I grinned at her, then turned and went out. Halfway down the hall I stopped and yelled back, "Oh, I forgot," then turned and half ran out into the night club proper. I saw Lina right away. She was sitting at the same table where I'd left her, an almost full cocktail in front of her. I got over there fast.
"Honey," I said. "Want to help?"
"Honey," she purred. "That is better, Shell." Then she looked at my face. She caught on quick. "Yes," she said. "What is it?"
"I think Maggie might make a phone call. Get in there quick before she can. Try to keep her from calling. But, honey, don't get in trouble. Let it drop if it looks fishy. Now, scoot."
She smiled at me as if her heart was on her lips. "Yes, querido."
Lina headed for the door to Maggie's office and I beat it outside. I'd parked thirty or forty feet from the entrance to El Cuchillo, but I stopped just outside and looked to my right down Adobe Street. The only car in sight was just turning into Chavez Ravine Road and traveling fast. All I could see was the taillight, but that was all I needed if I was right. I sprinted down to the Cadillac, ripped it into gear, and gunned down the street. It wasn't raining now, but the streets were still wet and the Cad's tires hissed on the pavement. When
the car ahead turned off on Elysian Park Avenue, then, at its end, turned right into Sunset Boulevard, I got a good look at it. A brand-new Kaiser, either black or a dark shade of blue or green. I dropped back as far as I could going out Sunset Boulevard, but kept him close enough so I could catch him if I had to.
He turned right on Glendale Boulevard and I knew for sure that I was following Miguel.
Chapter Five
WHEN HE TURNED left on Duane Street and started up the steep hill, one more link fell into place. The address I'd got from Samson, the address of Narda's religious organization, the Inner World Society of Truth Believers, was 6417 Silver Lake Boulevard—and the boulevard was just over the hill.
Silver Lake Boulevard is a long, curving street fronting the Silver Lake Reservoir, and when we turned off Duane I was sure we were getting close to the 6400 block.
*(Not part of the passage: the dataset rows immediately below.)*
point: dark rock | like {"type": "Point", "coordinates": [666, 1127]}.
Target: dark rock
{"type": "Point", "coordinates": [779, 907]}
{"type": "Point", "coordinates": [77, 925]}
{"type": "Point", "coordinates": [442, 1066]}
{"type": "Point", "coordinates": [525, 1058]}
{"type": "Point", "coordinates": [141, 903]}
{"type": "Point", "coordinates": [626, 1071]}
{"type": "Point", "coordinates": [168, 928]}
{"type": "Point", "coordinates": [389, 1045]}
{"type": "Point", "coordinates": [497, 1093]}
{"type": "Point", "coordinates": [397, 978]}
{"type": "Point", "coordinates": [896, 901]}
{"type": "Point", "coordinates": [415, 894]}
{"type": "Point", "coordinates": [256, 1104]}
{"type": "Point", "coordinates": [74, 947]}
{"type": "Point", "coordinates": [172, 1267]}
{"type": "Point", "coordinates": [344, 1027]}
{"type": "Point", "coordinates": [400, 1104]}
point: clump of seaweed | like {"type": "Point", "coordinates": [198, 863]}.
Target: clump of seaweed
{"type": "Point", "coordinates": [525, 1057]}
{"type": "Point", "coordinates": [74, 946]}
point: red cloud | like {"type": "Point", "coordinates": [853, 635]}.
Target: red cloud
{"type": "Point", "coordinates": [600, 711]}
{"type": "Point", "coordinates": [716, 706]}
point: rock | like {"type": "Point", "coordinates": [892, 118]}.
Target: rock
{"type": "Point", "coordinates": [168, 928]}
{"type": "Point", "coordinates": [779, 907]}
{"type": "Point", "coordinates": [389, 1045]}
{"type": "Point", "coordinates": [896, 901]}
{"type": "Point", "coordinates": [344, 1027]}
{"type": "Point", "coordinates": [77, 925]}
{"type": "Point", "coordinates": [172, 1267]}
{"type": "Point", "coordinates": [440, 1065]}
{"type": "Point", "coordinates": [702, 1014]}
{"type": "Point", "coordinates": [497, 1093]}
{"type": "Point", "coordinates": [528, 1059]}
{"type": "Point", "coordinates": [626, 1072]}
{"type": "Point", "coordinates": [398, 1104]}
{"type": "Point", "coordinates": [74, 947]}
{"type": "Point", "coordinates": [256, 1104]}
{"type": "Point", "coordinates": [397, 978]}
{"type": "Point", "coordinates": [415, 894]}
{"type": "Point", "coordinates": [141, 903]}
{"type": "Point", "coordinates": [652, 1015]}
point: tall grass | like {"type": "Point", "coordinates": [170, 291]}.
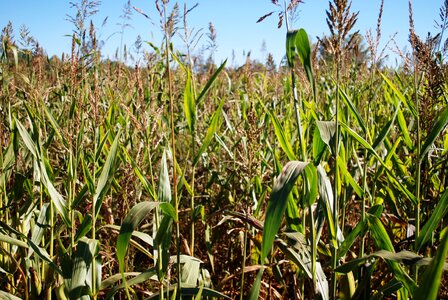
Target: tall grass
{"type": "Point", "coordinates": [322, 178]}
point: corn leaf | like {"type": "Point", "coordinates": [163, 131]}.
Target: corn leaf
{"type": "Point", "coordinates": [189, 103]}
{"type": "Point", "coordinates": [277, 203]}
{"type": "Point", "coordinates": [105, 177]}
{"type": "Point", "coordinates": [433, 222]}
{"type": "Point", "coordinates": [130, 223]}
{"type": "Point", "coordinates": [281, 137]}
{"type": "Point", "coordinates": [382, 241]}
{"type": "Point", "coordinates": [214, 123]}
{"type": "Point", "coordinates": [436, 129]}
{"type": "Point", "coordinates": [430, 284]}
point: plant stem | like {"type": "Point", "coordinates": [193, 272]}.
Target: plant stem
{"type": "Point", "coordinates": [336, 177]}
{"type": "Point", "coordinates": [173, 147]}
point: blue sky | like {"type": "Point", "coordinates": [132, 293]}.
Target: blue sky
{"type": "Point", "coordinates": [235, 23]}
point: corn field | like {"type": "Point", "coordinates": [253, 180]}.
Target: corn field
{"type": "Point", "coordinates": [324, 177]}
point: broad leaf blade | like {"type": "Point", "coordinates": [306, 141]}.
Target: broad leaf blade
{"type": "Point", "coordinates": [429, 287]}
{"type": "Point", "coordinates": [277, 203]}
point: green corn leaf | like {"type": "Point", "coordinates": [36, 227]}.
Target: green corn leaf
{"type": "Point", "coordinates": [55, 125]}
{"type": "Point", "coordinates": [353, 110]}
{"type": "Point", "coordinates": [145, 183]}
{"type": "Point", "coordinates": [325, 206]}
{"type": "Point", "coordinates": [84, 228]}
{"type": "Point", "coordinates": [277, 203]}
{"type": "Point", "coordinates": [130, 223]}
{"type": "Point", "coordinates": [105, 177]}
{"type": "Point", "coordinates": [434, 220]}
{"type": "Point", "coordinates": [436, 129]}
{"type": "Point", "coordinates": [346, 174]}
{"type": "Point", "coordinates": [403, 257]}
{"type": "Point", "coordinates": [382, 241]}
{"type": "Point", "coordinates": [12, 241]}
{"type": "Point", "coordinates": [319, 146]}
{"type": "Point", "coordinates": [401, 97]}
{"type": "Point", "coordinates": [79, 285]}
{"type": "Point", "coordinates": [430, 284]}
{"type": "Point", "coordinates": [163, 238]}
{"type": "Point", "coordinates": [139, 278]}
{"type": "Point", "coordinates": [327, 132]}
{"type": "Point", "coordinates": [359, 231]}
{"type": "Point", "coordinates": [56, 197]}
{"type": "Point", "coordinates": [189, 103]}
{"type": "Point", "coordinates": [391, 175]}
{"type": "Point", "coordinates": [210, 82]}
{"type": "Point", "coordinates": [385, 131]}
{"type": "Point", "coordinates": [281, 137]}
{"type": "Point", "coordinates": [255, 290]}
{"type": "Point", "coordinates": [164, 191]}
{"type": "Point", "coordinates": [8, 296]}
{"type": "Point", "coordinates": [29, 143]}
{"type": "Point", "coordinates": [39, 228]}
{"type": "Point", "coordinates": [404, 129]}
{"type": "Point", "coordinates": [168, 209]}
{"type": "Point", "coordinates": [141, 235]}
{"type": "Point", "coordinates": [210, 132]}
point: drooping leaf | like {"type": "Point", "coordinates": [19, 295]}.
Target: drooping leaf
{"type": "Point", "coordinates": [283, 185]}
{"type": "Point", "coordinates": [281, 137]}
{"type": "Point", "coordinates": [130, 223]}
{"type": "Point", "coordinates": [210, 82]}
{"type": "Point", "coordinates": [327, 130]}
{"type": "Point", "coordinates": [79, 285]}
{"type": "Point", "coordinates": [382, 241]}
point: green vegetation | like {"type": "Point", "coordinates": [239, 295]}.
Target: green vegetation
{"type": "Point", "coordinates": [323, 178]}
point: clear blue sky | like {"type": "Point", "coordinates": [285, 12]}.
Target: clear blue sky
{"type": "Point", "coordinates": [235, 23]}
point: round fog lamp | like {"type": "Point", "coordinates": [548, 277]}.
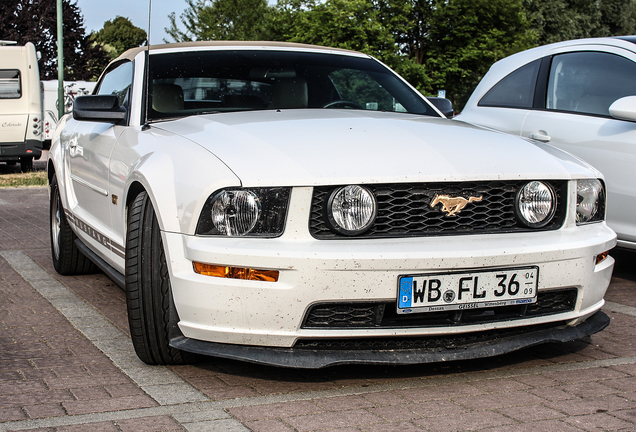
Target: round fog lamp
{"type": "Point", "coordinates": [536, 204]}
{"type": "Point", "coordinates": [234, 213]}
{"type": "Point", "coordinates": [351, 209]}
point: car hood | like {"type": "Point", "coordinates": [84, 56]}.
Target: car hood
{"type": "Point", "coordinates": [313, 147]}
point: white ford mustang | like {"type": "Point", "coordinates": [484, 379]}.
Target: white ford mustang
{"type": "Point", "coordinates": [304, 206]}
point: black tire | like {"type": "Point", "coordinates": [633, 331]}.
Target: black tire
{"type": "Point", "coordinates": [152, 317]}
{"type": "Point", "coordinates": [67, 258]}
{"type": "Point", "coordinates": [26, 164]}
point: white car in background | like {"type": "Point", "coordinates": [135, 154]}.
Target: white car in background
{"type": "Point", "coordinates": [579, 96]}
{"type": "Point", "coordinates": [304, 206]}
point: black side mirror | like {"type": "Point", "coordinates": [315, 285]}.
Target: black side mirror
{"type": "Point", "coordinates": [101, 108]}
{"type": "Point", "coordinates": [444, 105]}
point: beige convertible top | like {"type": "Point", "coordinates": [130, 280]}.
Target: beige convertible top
{"type": "Point", "coordinates": [131, 53]}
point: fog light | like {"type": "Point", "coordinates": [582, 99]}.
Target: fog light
{"type": "Point", "coordinates": [351, 210]}
{"type": "Point", "coordinates": [235, 272]}
{"type": "Point", "coordinates": [536, 204]}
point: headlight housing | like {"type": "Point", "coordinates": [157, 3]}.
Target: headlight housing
{"type": "Point", "coordinates": [351, 210]}
{"type": "Point", "coordinates": [536, 204]}
{"type": "Point", "coordinates": [249, 212]}
{"type": "Point", "coordinates": [590, 201]}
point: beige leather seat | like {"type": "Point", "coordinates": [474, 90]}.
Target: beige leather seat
{"type": "Point", "coordinates": [167, 98]}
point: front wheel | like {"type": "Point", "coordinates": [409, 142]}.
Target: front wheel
{"type": "Point", "coordinates": [67, 258]}
{"type": "Point", "coordinates": [152, 316]}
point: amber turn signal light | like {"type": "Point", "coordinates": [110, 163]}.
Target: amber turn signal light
{"type": "Point", "coordinates": [601, 257]}
{"type": "Point", "coordinates": [235, 272]}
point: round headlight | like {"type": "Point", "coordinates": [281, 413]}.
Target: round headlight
{"type": "Point", "coordinates": [234, 213]}
{"type": "Point", "coordinates": [536, 204]}
{"type": "Point", "coordinates": [351, 209]}
{"type": "Point", "coordinates": [589, 199]}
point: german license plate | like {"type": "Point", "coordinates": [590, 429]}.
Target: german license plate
{"type": "Point", "coordinates": [467, 290]}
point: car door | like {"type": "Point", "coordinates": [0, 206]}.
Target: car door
{"type": "Point", "coordinates": [507, 104]}
{"type": "Point", "coordinates": [89, 150]}
{"type": "Point", "coordinates": [574, 116]}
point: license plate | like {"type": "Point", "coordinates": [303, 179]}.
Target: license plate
{"type": "Point", "coordinates": [467, 290]}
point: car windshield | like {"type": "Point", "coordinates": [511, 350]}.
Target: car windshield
{"type": "Point", "coordinates": [186, 83]}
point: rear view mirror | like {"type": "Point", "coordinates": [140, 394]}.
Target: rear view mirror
{"type": "Point", "coordinates": [624, 108]}
{"type": "Point", "coordinates": [101, 108]}
{"type": "Point", "coordinates": [444, 105]}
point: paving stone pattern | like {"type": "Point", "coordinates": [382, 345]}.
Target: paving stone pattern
{"type": "Point", "coordinates": [67, 364]}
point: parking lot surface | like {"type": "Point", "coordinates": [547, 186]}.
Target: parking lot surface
{"type": "Point", "coordinates": [67, 364]}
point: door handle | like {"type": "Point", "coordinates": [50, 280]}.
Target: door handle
{"type": "Point", "coordinates": [541, 136]}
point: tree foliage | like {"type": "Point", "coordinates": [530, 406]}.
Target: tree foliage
{"type": "Point", "coordinates": [559, 20]}
{"type": "Point", "coordinates": [221, 20]}
{"type": "Point", "coordinates": [434, 44]}
{"type": "Point", "coordinates": [119, 35]}
{"type": "Point", "coordinates": [36, 21]}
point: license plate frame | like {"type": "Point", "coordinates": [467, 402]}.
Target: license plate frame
{"type": "Point", "coordinates": [464, 290]}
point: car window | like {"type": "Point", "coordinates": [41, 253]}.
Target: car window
{"type": "Point", "coordinates": [589, 82]}
{"type": "Point", "coordinates": [358, 87]}
{"type": "Point", "coordinates": [10, 85]}
{"type": "Point", "coordinates": [514, 91]}
{"type": "Point", "coordinates": [186, 83]}
{"type": "Point", "coordinates": [117, 81]}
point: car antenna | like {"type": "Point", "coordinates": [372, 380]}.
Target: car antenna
{"type": "Point", "coordinates": [147, 71]}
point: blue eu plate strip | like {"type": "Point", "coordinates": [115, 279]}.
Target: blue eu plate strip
{"type": "Point", "coordinates": [406, 292]}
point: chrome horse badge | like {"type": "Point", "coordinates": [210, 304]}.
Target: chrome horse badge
{"type": "Point", "coordinates": [452, 205]}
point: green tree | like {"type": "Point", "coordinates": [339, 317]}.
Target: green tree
{"type": "Point", "coordinates": [221, 20]}
{"type": "Point", "coordinates": [349, 24]}
{"type": "Point", "coordinates": [465, 37]}
{"type": "Point", "coordinates": [559, 20]}
{"type": "Point", "coordinates": [119, 35]}
{"type": "Point", "coordinates": [36, 21]}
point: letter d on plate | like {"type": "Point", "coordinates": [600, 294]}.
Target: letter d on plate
{"type": "Point", "coordinates": [406, 292]}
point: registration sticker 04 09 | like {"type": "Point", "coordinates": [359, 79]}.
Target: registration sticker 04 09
{"type": "Point", "coordinates": [467, 290]}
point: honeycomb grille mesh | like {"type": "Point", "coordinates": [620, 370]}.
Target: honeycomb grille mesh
{"type": "Point", "coordinates": [404, 209]}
A little more than a half a block ahead on the right I saw a big two-story building set back off the road behind an enormous patch of green lawn. In the darkness it looked like part of a Hollywood set for The Thief of Bagdad. It was practically a temple, with rounded domes on the four corners of the roof, and lofty spires, half dissolved in the darkness, jutting up toward the muddy sky.